29.01.2017 - 02:30 | Son Güncellenme:
MERT İNAN İstanbul
Lise son sınıf biyoloji dersi müfredatından “Hayatın Başlangıcı ve Evrim” ünitesinin çıkartılması, eğitim ve bilim camiasının ardından ilahiyatçılar arasında da tartışmalara neden oldu. “Bir Müslüman Evrimci olabilir mi?” kitabının yazarı Yıldız Teknik Üniversitesi Felsefe Bölümü Öğretim Üyesi Prof. Dr. Caner Taslaman ‘Evrim tartışmaları’yla ilgili Milliyet’e çarpıcı açıklamalar yaptı. Taslaman’ın Evrim üzerine tespitleri şöyle: “Kuran, ilk insanın değil tüm insanların çamurdan yaratıldığını söyler. Bunu açıklamak aslında çok basit. Vücudumuzda her dakika 300 milyon hücre yenilenir ve bu yenilenmenin tamamı yediğimiz besinlerden kaynaklanır. Yediğimiz besinler bitkisel veya hayvansal gıdalardır. Sonuçta tüm besinler çamura dayanır. Örneğin domates çekirdeğini veya başka bir bitkinin tohumunu toprağa ektiğimizde; bu bitki kökleriyle, toprak ve suyu yani çamuru değişime uğratarak kendi bedenini oluşturur. Çamurun değişime uğraması olan bu bitkisel ürünleri tavuk veya koyunlar yer. Hayvanların yedikleri bitkiler onların bedeninde değişime uğrayıp tavuk ve koyun olmalarını sağlar. Sonuçta biz de o besinleri yediğimiz ve bedenimizde değişime uğratıp ‘Ben’ dediğimiz bedenimizi oluşturduğumuz için çamurun değişime uğramış halleriyiz. İnsan bedeninde olup, toprak ve suda olmayan hiçbir şey yoktur.”
‘Uzlaşı sağlanabilir’
“Evrim teorisinin anlattığı tablo ile Adem’in ilk insan olması arasında bir uzlaşı sağlanabilir. Şöyle ki; bilimin ortaya koyduğu tabloya göre 200 bin yıl önce insanın atası olarak kabul edilen ‘Homo sapiens’ler ortaya çıktı. İlk insan kabul edilen Adem, ‘Homo sapiens’ içinde sorumluluğun başladığı ilk noktayı işaret ediyor olabilir. ‘Homo sapiens’in evrimleşen diğer üyelerinin Hz. Adem’e katılmasıyla insanlık başlamıştır. Böyle olunca birçok kişinin ‘nasıl olur’ diye kafa karışıklığına uğradığı Adem’in çocukları arasında evlenme gibi durum ortaya çıkmaz. Kuran’da Havva ismi geçmez. Allah önce evreni, ardından dünyayı, ardından canlıları ve bu canlıların içinden ilk insan olarak Adem’i yaratmıştır. Kuran’da insanı Allah’ın yarattığı belirtilir ancak nasıl yarattığı belirtilmediğinden Evrim Teorisi’ni savunmakta bir sakınca yoktur.

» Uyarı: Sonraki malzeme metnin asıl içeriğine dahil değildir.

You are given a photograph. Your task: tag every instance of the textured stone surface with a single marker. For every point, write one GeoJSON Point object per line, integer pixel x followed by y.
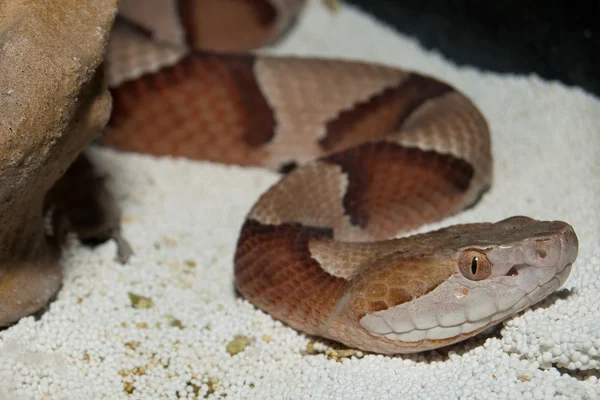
{"type": "Point", "coordinates": [53, 102]}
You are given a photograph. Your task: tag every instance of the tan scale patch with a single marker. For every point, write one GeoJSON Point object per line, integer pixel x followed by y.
{"type": "Point", "coordinates": [307, 93]}
{"type": "Point", "coordinates": [159, 17]}
{"type": "Point", "coordinates": [343, 259]}
{"type": "Point", "coordinates": [130, 54]}
{"type": "Point", "coordinates": [310, 196]}
{"type": "Point", "coordinates": [451, 124]}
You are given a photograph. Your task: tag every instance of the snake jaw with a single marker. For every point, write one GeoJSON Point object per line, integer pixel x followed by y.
{"type": "Point", "coordinates": [530, 260]}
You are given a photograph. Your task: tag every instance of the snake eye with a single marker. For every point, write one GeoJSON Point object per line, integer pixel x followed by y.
{"type": "Point", "coordinates": [474, 265]}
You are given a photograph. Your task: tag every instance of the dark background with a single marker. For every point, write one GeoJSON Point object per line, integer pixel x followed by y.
{"type": "Point", "coordinates": [557, 40]}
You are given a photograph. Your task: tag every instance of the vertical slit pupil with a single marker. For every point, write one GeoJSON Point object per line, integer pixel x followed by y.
{"type": "Point", "coordinates": [474, 266]}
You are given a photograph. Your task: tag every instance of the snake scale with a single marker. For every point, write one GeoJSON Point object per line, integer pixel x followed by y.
{"type": "Point", "coordinates": [368, 152]}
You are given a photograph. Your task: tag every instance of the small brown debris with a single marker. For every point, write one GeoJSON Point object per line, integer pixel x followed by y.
{"type": "Point", "coordinates": [310, 349]}
{"type": "Point", "coordinates": [174, 321]}
{"type": "Point", "coordinates": [132, 345]}
{"type": "Point", "coordinates": [238, 344]}
{"type": "Point", "coordinates": [140, 302]}
{"type": "Point", "coordinates": [338, 354]}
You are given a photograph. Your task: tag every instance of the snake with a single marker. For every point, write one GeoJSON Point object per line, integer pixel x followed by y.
{"type": "Point", "coordinates": [369, 153]}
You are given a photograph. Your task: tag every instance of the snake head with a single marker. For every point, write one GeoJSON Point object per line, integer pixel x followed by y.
{"type": "Point", "coordinates": [518, 254]}
{"type": "Point", "coordinates": [493, 271]}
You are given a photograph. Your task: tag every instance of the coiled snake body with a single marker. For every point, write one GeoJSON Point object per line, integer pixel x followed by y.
{"type": "Point", "coordinates": [370, 152]}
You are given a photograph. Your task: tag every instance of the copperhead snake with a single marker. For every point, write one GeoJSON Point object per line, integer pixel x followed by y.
{"type": "Point", "coordinates": [369, 152]}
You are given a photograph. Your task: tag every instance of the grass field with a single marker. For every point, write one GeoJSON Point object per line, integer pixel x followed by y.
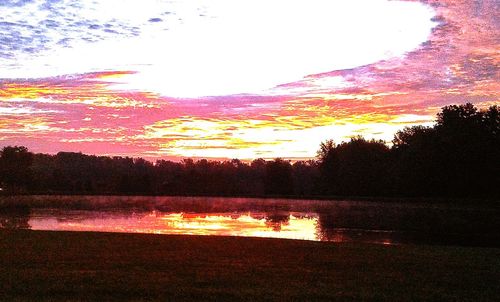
{"type": "Point", "coordinates": [65, 266]}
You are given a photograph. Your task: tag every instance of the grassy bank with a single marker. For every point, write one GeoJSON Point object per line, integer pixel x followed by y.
{"type": "Point", "coordinates": [100, 266]}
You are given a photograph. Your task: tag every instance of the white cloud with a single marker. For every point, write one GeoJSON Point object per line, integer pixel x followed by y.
{"type": "Point", "coordinates": [221, 47]}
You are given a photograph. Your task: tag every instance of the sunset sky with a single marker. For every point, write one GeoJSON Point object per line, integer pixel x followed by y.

Bir Müslüman’ın, bir şeyi reddetmesi için, reddedilen bu şeyin Kuran-ı Kerim’deki bir ifadeyle açıkça çelişmesi gerekir. Örneğin ‘Hz. İbrahim’in 3 amcası veya 5 amcası var’ demek Kuran ile çelişmez çünkü Kuran’da Hz. İbrahim’in kaç amcası olduğuna ilişkin bilgi yer almaz. Kuran, Allah’ın insanı yarattığını söylese de, nasıl yaratıldığının detaylarını vermez. Bu nedenle Evrim Teorisi Kuran’la çelişmez. Nasıl ki evrenin 13.8 milyar yıllık evrimi, dünyanın ise 4.5 milyar yıllık bir evrimi varsa, insanın da evrim geçirmiş olması Kuran-ı Kerim ile çelişen bir durum değildir.”

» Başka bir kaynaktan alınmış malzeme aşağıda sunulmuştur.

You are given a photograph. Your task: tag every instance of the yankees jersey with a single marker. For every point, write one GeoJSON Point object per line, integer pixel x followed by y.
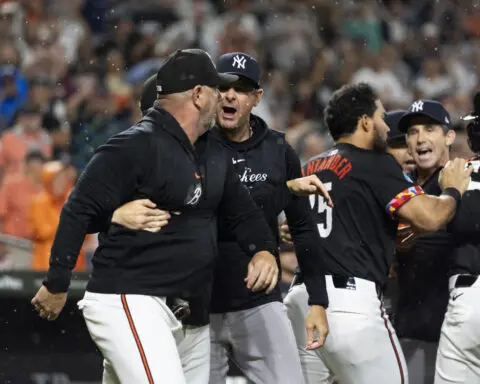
{"type": "Point", "coordinates": [422, 275]}
{"type": "Point", "coordinates": [264, 163]}
{"type": "Point", "coordinates": [465, 227]}
{"type": "Point", "coordinates": [367, 188]}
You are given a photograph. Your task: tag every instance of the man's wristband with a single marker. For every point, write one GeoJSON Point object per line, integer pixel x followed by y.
{"type": "Point", "coordinates": [452, 192]}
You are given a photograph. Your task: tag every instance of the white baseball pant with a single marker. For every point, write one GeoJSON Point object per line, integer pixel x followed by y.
{"type": "Point", "coordinates": [362, 346]}
{"type": "Point", "coordinates": [458, 356]}
{"type": "Point", "coordinates": [260, 342]}
{"type": "Point", "coordinates": [143, 342]}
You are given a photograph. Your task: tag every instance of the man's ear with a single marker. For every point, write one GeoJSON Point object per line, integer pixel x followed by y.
{"type": "Point", "coordinates": [197, 95]}
{"type": "Point", "coordinates": [450, 137]}
{"type": "Point", "coordinates": [365, 123]}
{"type": "Point", "coordinates": [259, 95]}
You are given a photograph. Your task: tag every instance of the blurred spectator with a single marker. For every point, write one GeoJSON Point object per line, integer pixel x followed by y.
{"type": "Point", "coordinates": [44, 214]}
{"type": "Point", "coordinates": [288, 263]}
{"type": "Point", "coordinates": [26, 135]}
{"type": "Point", "coordinates": [433, 80]}
{"type": "Point", "coordinates": [13, 86]}
{"type": "Point", "coordinates": [16, 195]}
{"type": "Point", "coordinates": [5, 258]}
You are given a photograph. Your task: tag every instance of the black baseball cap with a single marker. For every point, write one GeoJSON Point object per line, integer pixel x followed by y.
{"type": "Point", "coordinates": [187, 68]}
{"type": "Point", "coordinates": [429, 108]}
{"type": "Point", "coordinates": [240, 64]}
{"type": "Point", "coordinates": [148, 94]}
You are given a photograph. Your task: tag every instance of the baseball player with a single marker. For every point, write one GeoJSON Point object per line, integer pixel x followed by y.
{"type": "Point", "coordinates": [370, 193]}
{"type": "Point", "coordinates": [253, 328]}
{"type": "Point", "coordinates": [458, 356]}
{"type": "Point", "coordinates": [422, 270]}
{"type": "Point", "coordinates": [141, 281]}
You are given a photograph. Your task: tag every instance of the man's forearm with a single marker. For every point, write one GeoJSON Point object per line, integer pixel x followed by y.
{"type": "Point", "coordinates": [66, 247]}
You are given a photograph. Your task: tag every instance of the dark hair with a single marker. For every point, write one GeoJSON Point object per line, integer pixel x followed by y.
{"type": "Point", "coordinates": [346, 106]}
{"type": "Point", "coordinates": [35, 155]}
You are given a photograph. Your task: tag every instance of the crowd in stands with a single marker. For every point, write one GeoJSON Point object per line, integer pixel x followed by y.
{"type": "Point", "coordinates": [71, 72]}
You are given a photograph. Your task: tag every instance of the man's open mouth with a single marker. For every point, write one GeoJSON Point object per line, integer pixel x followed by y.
{"type": "Point", "coordinates": [229, 112]}
{"type": "Point", "coordinates": [424, 152]}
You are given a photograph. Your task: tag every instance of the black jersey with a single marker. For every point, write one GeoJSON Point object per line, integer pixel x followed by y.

Bilim-din üzerine 12 kitabı bulunuyor
Prof. Dr. Caner Taslaman, Boğaziçi Üniversitesi Sosyoloji Bölümü’nden mezun olduktan sonra Marmara Üniversitesi Felsefe ve Din Bilimleri Bölümü’nde yüksek lisans ve doktora yaptı. Taslaman, ikinci doktorasını İstanbul Üniversitesi Siyasal Bilgiler Fakültesi’nde tamamladı. Tokyo ve Oxford üniversitelerinde post doktora çalışması yapan, Harvard ve Cambridge’te misafir akademisyenlik görevlerinde bulunan Prof. Dr. Taslaman, bilim-din ilişkisi konularını inceleyen 12 kitap yayımladı. Taslaman, Cambridge Üniversitesi Faradey Enstitüsü’nde çalıştığı dönemde ise Evrim Teorisi ve din üzerine çalışmalar yürüttü.
‘Maymunla soy ortaklığı sorun değil’
“Maymunlarla aynı soy ortaklığını paylaşmamız Kuran açısından sorun değildir. Bunu inkar etmemizi gerektiren bir Kurani ifade mevcut değil. Önemli olan her şeyin Allah’ın planı ve yaratmasıyla olduğunun bilinmesi. Bir Müslüman Allah’ın tüm insan, hayvan ve varlıkları yarattığına inanır. Fakat etrafımızda tüm varlıkların süreçle yaratıldıklarına tanıklık etmekteyiz. Burada altı çizilmesi gerekli kavram ‘süreçle yaratma’dır. Hepimiz koyunla salatalığın bir süreç içerisinde değişime uğramasıyız. Bunda sorun görmeyenlerin, tarihsel bir süreçte bakteriler, balıklar veya maymunla ortak bir soydan birleşmemizde de bir sorun görmemeleri gerekir.”